What is Programmatic Creative?
Creative here means any advertising creative. Programmatic makes it the kind of creative that is represented as code, instead of visual assets. Examples of programmatic creative include conversational and other highly interactive ad experiences, that are not possible with conventional creatives. Programmatic creatives can be captive, valuable, and as interactive as is required for a given ad experience. Programmatic creatives can be delivered on all platforms; on display, mobile, video, social, and apps. Programmatic creatives can be delivered on all buying platforms and publisher ad servers, without changing anything else in the way programmatic campaigns currently work.
The premise of programmatic media has been and continues to be the computerization of buying and selling media. In other words, the value promise of programmatic media is to unlock efficiencies in buying and selling of media. It must not be confused with the broader term “programmatic advertising”, as programmatic media can at best represent no more than half of programmatic advertising.
Communication theory uses message-vehicle dichotomy to explain advertising. The message represents the advertising creative, and the vehicle represents the media. Whereas the message is about creating a communication, the vehicle is about delivering the created communication. The message is the realm of advertisers and their partners, and the vehicle is the realm of publishers and their partners. The message is commonly referred to as the “creative”, and the vehicle is commonly referred to as the “media.”
Since the invention of programmatic advertising in 2004, industry research and development have almost exclusively focused on the vehicle/media aspect of advertising.
For a given process to be programmatic, it means that it is represented by a computer program. Moreover, its function can be readily performed by another computer program.
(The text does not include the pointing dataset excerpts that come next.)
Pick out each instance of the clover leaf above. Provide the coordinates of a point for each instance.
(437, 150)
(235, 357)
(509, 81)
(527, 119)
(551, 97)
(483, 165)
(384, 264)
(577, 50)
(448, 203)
Typically there is a protocol that certain computer programs share, and as a result, they can communicate with each other in a predictable way. For example, in the case of programmatic media, DSPs and Exchanges communicate with each other based on the OpenRTB standard. This process of making something programmatic can be referred to as computerization.
In the case of computerization of advertising creative, the objective is to represent the creative not through visual assets, but code. But the result might still look exactly the same. Such an approach permits everything possible with visual assets, everything possible with computer code, and the borderline magical synthesis of the two.
Computerization should not be confused with digitalization. Take a TV advertisement as an example. Digitalization focus on making the ad available for human consumption in a digital environment. Computerization also focuses on making the ad available for human consumption in a digital environment, but in a way that allows it to be entirely computer readable and operable.
There is a very simple way to understand this distinction. Digitalized entities behave like their pen and paper counterparts. You can store them, access them, render them (into view), and edit them. There is no way to extend their potential behavior. Computerized entities behave like vending machines. You have a way to insert a token, which gives you the right to operate the entity’s functions. In stark contrast to their digitalized counterparts, the potential behavior of computerized entities is infinitely extendable.
The basic principle is straightforward; everything possible with computer code becomes possible in a computerized system. A digital creative asset closely resembles a conventional print ad, but a computerized version of the same creative can readily adopt any imaginable interactivity or other feature to extend the ad experience.
On Pens, Papers, and Rocket-ships
To fully appreciate the opportunity with programmatic creative, we have to leap from thinking about advertising creatives as visual assets to thinking about advertising creatives as computer programs. Every imaginable visual asset is representable as a computer program. Conversely, no computer program, not even the simplest imaginable one, is representable by visual assets. Whereas digital versions of visual assets mark an end of an era of pen and paper approaches, computerized versions pave the way to a brave new world of creativity in advertising.